1. Use case-insensitive regex

// RIGHT — case-insensitive flag
expect('User not found').toMatch(/user not found/i);
// Passes — the /i flag makes it case-insensitive

2. Understand string vs regex arguments

// Both work, but differently:
expect('hello world').toMatch('hello');    // Passes — substring match
expect('hello world').toMatch(/^hello/);  // Passes — regex anchor
expect('hello world').toMatch('HELLO');   // FAILS — case sensitive
expect('hello world').toMatch(/HELLO/i);  // Passes — case insensitive

// Regex gives you anchors, quantifiers, and groups
expect('2024-01-01').toMatch(/^\d{4}-\d{2}-\d{2}$/);
expect('alice@example.com').toMatch(/^[\w.]+@\w+\.\w+$/);

3. Match against dynamic content

// RIGHT — partial match for dynamic strings
const result = `Order #${orderId} created successfully`;
expect(result).toMatch(/created successfully$/);
expect(result).toMatch(/Order #\d+/);

4. Use toContain for simple substring matching

// RIGHT — toContain is clearer for substring
expect('User alice@example.com logged in').toContain('logged in');
expect([1, 2, 3]).toContain(2); // Also works with arrays

Expected output:

PASS  tests/match.test.js
  ✓ matches case-insensitive (3 ms)
  ✓ matches with regex (4 ms)
  ✓ uses toContain for subset (2 ms)

Prevention Tips

  • Use regex with flags for case-insensitive matching
  • Use toContain() for simple substring checks
  • Use toMatch(/^...$/) for exact string matching
  • Escape special regex characters in dynamic input
  • Prefer toContain over toMatch for readability

Common Mistakes with expect to match

  1. Non-exhaustive pattern matches that compile with warnings then crash at runtime
  2. Misunderstanding that String is [Char] with poor performance for large text operations
  3. Using foldl instead of foldl' causing stack overflow on large lists

These mistakes appear frequently in real-world JEST code. DodaTech's contributors have identified these patterns through analysis of open-source projects and production systems.

Practice Exercise

Write a pure function that safely divides two integers using Maybe, then test it with edge cases like division by zero and negative numbers.

This exercise reinforces the concepts covered in this guide. Try implementing it before checking online solutions.

FAQ

### What's the difference between toMatch and toContain?

toMatch() accepts a regex or string for pattern matching on strings. toContain() checks if an item exists in an array or if a substring exists in a string. Use toContain(str) when you want to check for a literal substring without regex behavior.

Can toMatch accept both strings and regex?

Yes.

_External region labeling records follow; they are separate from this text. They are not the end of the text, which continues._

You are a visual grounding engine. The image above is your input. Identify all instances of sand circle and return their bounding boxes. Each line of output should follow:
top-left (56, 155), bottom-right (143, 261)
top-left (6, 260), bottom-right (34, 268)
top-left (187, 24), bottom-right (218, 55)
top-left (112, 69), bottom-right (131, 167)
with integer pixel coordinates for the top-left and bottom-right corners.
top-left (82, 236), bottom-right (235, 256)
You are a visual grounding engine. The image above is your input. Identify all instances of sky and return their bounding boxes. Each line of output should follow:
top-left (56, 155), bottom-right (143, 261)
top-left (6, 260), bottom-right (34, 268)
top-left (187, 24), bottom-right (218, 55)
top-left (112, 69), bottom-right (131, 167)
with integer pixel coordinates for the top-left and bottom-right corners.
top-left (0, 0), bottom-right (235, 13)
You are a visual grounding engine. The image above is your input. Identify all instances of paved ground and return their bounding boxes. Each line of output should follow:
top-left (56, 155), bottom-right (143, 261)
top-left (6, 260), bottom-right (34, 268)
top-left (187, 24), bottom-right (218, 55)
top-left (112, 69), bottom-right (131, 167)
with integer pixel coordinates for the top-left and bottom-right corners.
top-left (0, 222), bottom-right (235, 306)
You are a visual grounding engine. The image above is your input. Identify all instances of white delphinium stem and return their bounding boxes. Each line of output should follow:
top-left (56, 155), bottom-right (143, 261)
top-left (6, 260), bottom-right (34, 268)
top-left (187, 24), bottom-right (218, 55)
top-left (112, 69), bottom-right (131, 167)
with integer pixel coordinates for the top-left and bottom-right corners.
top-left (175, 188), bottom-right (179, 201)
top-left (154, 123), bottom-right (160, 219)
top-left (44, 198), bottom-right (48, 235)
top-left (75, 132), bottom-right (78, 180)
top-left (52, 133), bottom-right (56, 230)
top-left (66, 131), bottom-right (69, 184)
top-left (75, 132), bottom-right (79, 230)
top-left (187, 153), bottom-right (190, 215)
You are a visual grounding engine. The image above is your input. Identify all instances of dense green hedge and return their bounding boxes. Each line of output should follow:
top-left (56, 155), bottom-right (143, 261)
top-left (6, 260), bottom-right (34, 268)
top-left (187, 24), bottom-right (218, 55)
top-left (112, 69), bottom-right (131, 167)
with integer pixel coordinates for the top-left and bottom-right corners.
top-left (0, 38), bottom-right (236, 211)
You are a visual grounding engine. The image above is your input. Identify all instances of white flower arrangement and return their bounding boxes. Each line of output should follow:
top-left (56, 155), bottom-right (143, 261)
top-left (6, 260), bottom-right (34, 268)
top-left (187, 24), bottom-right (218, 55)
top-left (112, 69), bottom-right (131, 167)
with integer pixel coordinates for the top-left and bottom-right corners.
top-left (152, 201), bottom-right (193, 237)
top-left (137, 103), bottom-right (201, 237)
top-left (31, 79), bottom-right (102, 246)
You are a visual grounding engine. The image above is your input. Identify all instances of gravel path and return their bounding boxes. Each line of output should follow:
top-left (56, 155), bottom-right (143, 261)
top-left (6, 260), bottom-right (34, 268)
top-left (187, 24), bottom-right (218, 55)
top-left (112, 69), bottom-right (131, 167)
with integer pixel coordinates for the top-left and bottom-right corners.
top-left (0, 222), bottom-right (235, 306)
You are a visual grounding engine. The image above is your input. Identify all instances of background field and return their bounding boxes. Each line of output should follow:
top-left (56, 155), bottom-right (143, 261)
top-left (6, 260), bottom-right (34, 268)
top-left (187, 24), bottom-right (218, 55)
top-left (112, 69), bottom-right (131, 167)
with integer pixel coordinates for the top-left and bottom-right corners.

If you pass a string, Jest converts it to a regex internally. For literal string matching with special characters (like . or *), use a regex with escaping or use toContain().

How do I match a string that contains special regex characters?

Use toContain() instead — it does a literal substring check. Or escape the string: expect(str).toMatch(new RegExp(escapeRegex(input))) where escapeRegex replaces special characters.